Hapishaneyi bir okula çevirdik, orada hem okuma yazma öğrendim hem de arkadaşlarla çok derin tartışmalarımız oldu. Her şey üzerine tartışıyorduk kadın sorunundan, ulusal sorunlara yine ekonomi üzerine, ekoloji sorununa kadar her konuda yoğunlaşıyorduk. Devlet sürekli yanlış kartı oynuyordu. Yine yanlış kartı oynamıştı, beni cezaevine göndererek ehlileştirmeyi düşünüyorlardı ama yanıldılar.”
YAŞAMIMDA YENİ BİR SAYFA AÇILDI
Cezaevinden çıktıktan üç dört gün sonra dağların yolunu tuttuğunu söyleyen gerilla Kapar için Kürdistan dağları kendi deyimiyle “yaşamında yeni bir sayfa açtı.” PKK ise “yeni bir kişilik yarattı.”
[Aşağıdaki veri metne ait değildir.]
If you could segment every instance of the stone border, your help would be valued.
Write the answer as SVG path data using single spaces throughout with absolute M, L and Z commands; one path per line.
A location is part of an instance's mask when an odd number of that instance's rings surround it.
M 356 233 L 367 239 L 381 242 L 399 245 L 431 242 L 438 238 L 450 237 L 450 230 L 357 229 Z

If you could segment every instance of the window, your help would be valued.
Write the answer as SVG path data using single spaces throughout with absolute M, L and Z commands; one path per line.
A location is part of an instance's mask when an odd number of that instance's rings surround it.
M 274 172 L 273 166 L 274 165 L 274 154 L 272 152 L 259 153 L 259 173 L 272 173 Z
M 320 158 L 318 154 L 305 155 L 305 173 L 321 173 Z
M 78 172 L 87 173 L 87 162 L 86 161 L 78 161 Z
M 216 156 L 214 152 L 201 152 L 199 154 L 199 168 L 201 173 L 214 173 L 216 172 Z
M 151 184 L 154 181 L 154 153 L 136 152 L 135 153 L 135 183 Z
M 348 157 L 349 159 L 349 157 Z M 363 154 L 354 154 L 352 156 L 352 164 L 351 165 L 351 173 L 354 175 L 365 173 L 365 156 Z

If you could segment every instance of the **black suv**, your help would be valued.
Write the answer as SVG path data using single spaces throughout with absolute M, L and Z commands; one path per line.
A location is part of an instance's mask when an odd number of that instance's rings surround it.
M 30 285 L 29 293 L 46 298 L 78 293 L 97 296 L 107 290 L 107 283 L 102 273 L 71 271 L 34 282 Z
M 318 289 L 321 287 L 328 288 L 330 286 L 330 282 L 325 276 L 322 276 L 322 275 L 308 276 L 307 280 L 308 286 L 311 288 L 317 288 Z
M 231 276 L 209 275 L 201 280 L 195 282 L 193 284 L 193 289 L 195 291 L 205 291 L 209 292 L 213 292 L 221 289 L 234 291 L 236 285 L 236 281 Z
Şimdi O Türkiyeli gençlerin de, yeni bir yaşamı borçlu olduğunu düşündüğü PKK’yi doğru tanımalarını istiyor. Ve onlara şöyle sesleniyor:
“PKK milliyetçi bir parti değil, ne Türk düşmanıdır ne de Alevi düşmanıdır. PKK özgür yaşam arayışıdır. Ben hem Aleviyim hem de Türkmen ve PKK içinde kimliğimi, inancımı özgürce yaşayabiliyorum. PKK’yi resmi devlet kurumlarında öğrenemezsiniz. PKK öyle kavramlar sözlüğünden bakılarak da öğrenilecek bir parti değil. PKK’yi gerçekten tanımak istiyorsanız onun Önderliğine ve yaşam felsefesine bakın. PKK'yi yeni gün doğuşunda, yeni açan çiçekte arayın…”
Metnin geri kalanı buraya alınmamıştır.